欲望の標的にロック・オン

「穂関先輩……」

「やあ、坂月さかづきさん」

 一年後輩の坂月悠麻ゆまだ。甘えん坊な性格を予感させるふっくらとした顔を俯き加減にして、優翔の足下の地面を見つめている。目を合わせようとしない。

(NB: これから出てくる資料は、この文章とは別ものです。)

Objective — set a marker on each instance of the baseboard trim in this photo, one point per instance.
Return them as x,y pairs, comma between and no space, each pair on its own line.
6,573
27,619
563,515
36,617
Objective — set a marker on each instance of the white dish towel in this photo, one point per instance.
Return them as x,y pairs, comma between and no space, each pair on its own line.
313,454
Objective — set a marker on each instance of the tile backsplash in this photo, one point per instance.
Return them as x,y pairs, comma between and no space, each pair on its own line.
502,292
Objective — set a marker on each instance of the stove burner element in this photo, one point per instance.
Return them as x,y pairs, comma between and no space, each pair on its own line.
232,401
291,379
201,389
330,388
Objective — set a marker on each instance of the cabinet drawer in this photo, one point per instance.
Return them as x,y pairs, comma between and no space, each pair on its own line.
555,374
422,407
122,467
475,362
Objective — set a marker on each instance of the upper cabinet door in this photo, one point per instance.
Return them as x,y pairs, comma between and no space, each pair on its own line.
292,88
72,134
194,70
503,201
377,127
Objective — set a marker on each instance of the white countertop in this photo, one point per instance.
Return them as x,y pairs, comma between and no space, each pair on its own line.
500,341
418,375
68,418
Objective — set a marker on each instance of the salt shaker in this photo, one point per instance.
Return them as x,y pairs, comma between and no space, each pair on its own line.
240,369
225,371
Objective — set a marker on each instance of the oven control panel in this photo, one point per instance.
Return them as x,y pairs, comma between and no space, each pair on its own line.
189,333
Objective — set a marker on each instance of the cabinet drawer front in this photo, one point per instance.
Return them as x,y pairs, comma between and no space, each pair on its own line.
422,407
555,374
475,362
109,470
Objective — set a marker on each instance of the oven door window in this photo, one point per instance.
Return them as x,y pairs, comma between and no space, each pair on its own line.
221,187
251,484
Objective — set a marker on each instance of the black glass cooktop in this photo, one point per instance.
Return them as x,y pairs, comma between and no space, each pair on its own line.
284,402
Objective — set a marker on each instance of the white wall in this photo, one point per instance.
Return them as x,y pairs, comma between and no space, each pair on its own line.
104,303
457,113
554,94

「今、誰かと話してましたよね。よその部のかたですか」

「同じクラスの演劇部の子だ。隣の宿舎に来てるらしい」

「そうですか。たまたま通りがかったら先輩の話し声が聞えたので来てみたんですけど。あ、でも」悠麻は慌てたように手を振った。「話の内容は分からなかったので安心して下さい」

「ただの雑談だよ。これからは遠慮せずに話しかけていいからね」

 優翔が微笑みかけると、悠麻は視線を森の奥に泳がせた。そして決意したように顔を上げた。

「きれいな人、ですね」

「ん? ああ、そうだね。たしかに、見た目は悪くない」

「お付き合い、されてるんですか」

「まさか」優翔は軽く仰け反った。「あいつと付き合うなんて、あり得ない」

 悠麻はまた下を向いた。そして、小さな声で優翔に問うた。

「お隣、座ってもいいですか」

「もちろん」

 どう間違っても優翔と体が触れ合ってしまわないだけの距離を開けて、悠麻は腰を下ろした。呼吸が乱れている。丸みを帯びた華奢な肩が僅かに上下していた。

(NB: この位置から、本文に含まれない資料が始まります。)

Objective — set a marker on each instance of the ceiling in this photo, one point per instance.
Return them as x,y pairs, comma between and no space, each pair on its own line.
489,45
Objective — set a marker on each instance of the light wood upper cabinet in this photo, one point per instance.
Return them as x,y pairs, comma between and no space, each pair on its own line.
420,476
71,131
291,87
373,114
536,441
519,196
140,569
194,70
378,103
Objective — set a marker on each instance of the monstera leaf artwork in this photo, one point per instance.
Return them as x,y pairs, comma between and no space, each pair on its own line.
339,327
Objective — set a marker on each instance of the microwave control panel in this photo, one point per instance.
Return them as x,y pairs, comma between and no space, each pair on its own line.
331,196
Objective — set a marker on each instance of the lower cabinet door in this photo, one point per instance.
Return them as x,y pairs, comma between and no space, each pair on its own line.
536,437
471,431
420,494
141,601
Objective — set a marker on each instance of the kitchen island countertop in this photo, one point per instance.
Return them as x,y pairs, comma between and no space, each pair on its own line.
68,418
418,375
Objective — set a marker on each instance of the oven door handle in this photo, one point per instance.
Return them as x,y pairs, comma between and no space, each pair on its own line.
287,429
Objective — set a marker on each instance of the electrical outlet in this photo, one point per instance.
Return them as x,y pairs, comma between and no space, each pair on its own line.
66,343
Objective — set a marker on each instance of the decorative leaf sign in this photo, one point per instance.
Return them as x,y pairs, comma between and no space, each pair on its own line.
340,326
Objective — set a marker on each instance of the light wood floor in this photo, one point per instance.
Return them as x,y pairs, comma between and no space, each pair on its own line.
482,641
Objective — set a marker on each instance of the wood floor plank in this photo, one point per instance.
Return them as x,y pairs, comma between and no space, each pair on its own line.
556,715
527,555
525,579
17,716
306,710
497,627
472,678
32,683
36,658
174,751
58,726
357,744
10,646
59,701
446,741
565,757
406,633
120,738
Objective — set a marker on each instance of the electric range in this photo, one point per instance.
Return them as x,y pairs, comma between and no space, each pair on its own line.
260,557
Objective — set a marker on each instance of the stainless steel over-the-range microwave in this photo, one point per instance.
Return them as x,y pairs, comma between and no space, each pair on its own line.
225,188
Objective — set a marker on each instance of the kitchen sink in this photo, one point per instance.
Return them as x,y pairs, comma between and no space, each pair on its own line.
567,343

「入部からそろそろ四ヶ月だね。もう慣れたかな。困っている事はない?」

 優翔は優しく声をかけた。

「あります」悠麻は思いきったように顔を上げた。「どうやったら穂関先輩みたいに音楽のセンスを身につけられるんですか」

 悠麻は唇を強く結んで少し頬を赤らめている。

「うーん、そうだなあ。まずはいっぱい音楽を聴く事だよ。そうするとね、面白い演奏とそうでないものの区別がつくようになる。そして何をすればよい音楽になるのかが見えて来るんだ。僕もまだまだ勉強中の身だから偉そうな事は言えないけどね」

 優翔の口が滑らかに回り始めた。

「音楽をたくさん、ですか」

「音楽に限った話じゃないけどね。たとえばアニメを山ほど見ると、何をやったら面白くて何をやったら飽きられるのか、途中で見るのをやめられてしまうのか、が自然に分かるようになるんだ。だんだんパターンも読めてきて、ありふれているのか斬新なのかも感じ取れるようになって来る。音楽と一緒だろ?」

「アニメはあまり見ないので、よく分かりません」

「なんでもいいんだよ。手当たり次第に触れる。すると見えて来るものがある。そういう話さ。スポーツでも読書でもいい。あらゆる趣味があてはまると思う。まずは既存のものを知るところから始めればいい。ある程度の努力をすれば、そのレベルまでは、おそらく誰でも到達できる。プロの領域に踏み込むには、それなりの素質と運が必要だろうけどね」

「分かりました。まずは音楽を聴く事から始めてみます」

 優翔の饒舌にやや圧倒されながらも、悠麻はようやく微かな笑みを浮かべた。

「ごめん、何だか調子に乗ってベラベラしゃべっちゃった」

「いえ、そんな。とても有益なお話が聞けました」

「そう? だったら、お礼をもらっちゃおうかな」

「何ですか? 私にできる事なら、どんなことでも」

 悠麻はベンチに片手をついて身を乗りだしてきた。

 ――欲望のままに生きなさい

 アトリプスの声が脳裏に蘇った。

 優翔は悠麻の着ている淡い紫色をした半袖カットソーの胸元に視線を送った。しっとりと白く滑らかな肌が覗いている。産毛が浮いて見えそうなほどに無垢で若い。薄くかいた汗が微かに甘い体臭を発している。女になろうとしている気配が、控えめな起伏に僅かに感じられた。

「たくさん経験する事が大事なんだ。なんでも」

 抑えた声でそう言いながら、優翔は悠麻に体を寄せた。

 悠麻は一瞬、驚いて身を引いたが、すぐに顔を上げた。微熱に浮かされたような目を優翔に向けている。

「逃げないのか」

「先輩になら、どこに何をされてもいいです」

「嫌じゃないのか」

「嫌じゃ……ありません」

 悠麻はふっくらとした頬を朱に染めて、じっとりと潤んで揺れる瞳で優翔を見つめた。